Peter rocked back on his heels, eyes staring sightlessly into the reflecting pond at the center of the garden. Jane walked to his side, slipping a hand into his.
He swallowed, the noise loud in the quiet night. “What does Hadley accuse me of?”
Jane nearly sighed. This had always been Peter’s tactic when he was in trouble.
What do you think I’ve done wrong?
The question gave him time to sort through an appropriate excuse while the accuser outlined his supposed crimes.
Oh, Peter. How could you?
Who knew that one’s heart could literally break in two?
She stepped back, releasing his hand and turning toward him.
Jane was no coward. She would face this head-on, as she did everything in life.
And so she told him. “Hadley had a business partner, Thomas Madsen, who betrayed him.” She outlined everything she knew—the promise of cargo on their voyage, the enslaved villagers, Andrew beaten and left for dead, the horror of scores of lives lost in the sunken ship, particularly Jamie Fyffe.
Peter’s expression grew stonier and stonier the longer she spoke, until Jane had no doubt left.
Peter was guilty.
Suddenly, all of Peter’s actions over the past months came into sharp focus. No wonder he had been so angry. No wonder he abused and resisted Andrew so thoroughly at the beginning. What Jane had thought of as resentment had likely been the product of a guilty conscience.
“Why Peter?” she whispered, licking a tear off her lip. “Why did you do it?”

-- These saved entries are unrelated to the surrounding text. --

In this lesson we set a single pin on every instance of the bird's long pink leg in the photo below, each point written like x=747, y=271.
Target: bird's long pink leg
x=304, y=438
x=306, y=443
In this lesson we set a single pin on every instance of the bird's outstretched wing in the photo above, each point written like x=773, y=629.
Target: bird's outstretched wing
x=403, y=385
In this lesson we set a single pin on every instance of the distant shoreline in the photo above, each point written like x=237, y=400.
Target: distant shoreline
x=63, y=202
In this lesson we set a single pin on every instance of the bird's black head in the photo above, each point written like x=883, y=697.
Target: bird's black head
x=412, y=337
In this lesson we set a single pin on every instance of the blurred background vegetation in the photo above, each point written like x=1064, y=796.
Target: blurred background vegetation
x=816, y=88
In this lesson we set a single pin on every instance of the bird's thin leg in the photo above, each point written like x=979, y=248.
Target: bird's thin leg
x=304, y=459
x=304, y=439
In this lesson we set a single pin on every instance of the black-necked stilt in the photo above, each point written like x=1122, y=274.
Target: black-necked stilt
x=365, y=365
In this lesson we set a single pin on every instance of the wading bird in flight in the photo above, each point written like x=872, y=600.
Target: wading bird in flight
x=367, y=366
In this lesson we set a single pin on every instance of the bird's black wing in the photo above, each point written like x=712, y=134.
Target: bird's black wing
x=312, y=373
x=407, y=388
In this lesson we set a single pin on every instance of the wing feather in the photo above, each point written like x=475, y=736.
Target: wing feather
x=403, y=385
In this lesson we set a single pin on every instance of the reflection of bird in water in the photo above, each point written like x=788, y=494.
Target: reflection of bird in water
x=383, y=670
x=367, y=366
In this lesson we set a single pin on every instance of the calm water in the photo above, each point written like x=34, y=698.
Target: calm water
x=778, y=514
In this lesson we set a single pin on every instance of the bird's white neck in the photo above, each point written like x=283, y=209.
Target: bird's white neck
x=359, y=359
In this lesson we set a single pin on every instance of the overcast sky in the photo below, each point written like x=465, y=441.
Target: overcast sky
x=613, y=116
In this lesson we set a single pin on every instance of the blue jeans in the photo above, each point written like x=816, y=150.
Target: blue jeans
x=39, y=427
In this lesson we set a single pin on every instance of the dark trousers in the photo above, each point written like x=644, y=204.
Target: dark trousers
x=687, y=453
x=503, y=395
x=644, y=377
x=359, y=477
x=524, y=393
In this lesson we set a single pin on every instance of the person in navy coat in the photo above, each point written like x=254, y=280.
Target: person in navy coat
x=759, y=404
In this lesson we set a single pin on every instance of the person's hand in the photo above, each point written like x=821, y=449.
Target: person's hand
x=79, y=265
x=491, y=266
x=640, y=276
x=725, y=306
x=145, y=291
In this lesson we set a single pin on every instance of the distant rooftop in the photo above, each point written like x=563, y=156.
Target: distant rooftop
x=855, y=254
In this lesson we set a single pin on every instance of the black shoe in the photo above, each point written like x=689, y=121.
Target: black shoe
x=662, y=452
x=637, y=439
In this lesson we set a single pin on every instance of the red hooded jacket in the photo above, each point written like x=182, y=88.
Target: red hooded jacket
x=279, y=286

He shrugged. “Are you really interested in hearing a defense?”
“Yes!”
He shook his head and kicked at the ground. The motion at once so familiar and so heartbreakingly sad Jane was not sure she could bear it.
“My father wasn’t particularly demonstrative, as you well know. He generally avoided us both.”
“That he did.” Jane nodded. This topic was a well-worn path between Peter and herself. “But what does the old earl’s lack of affection have to do with Andrew?”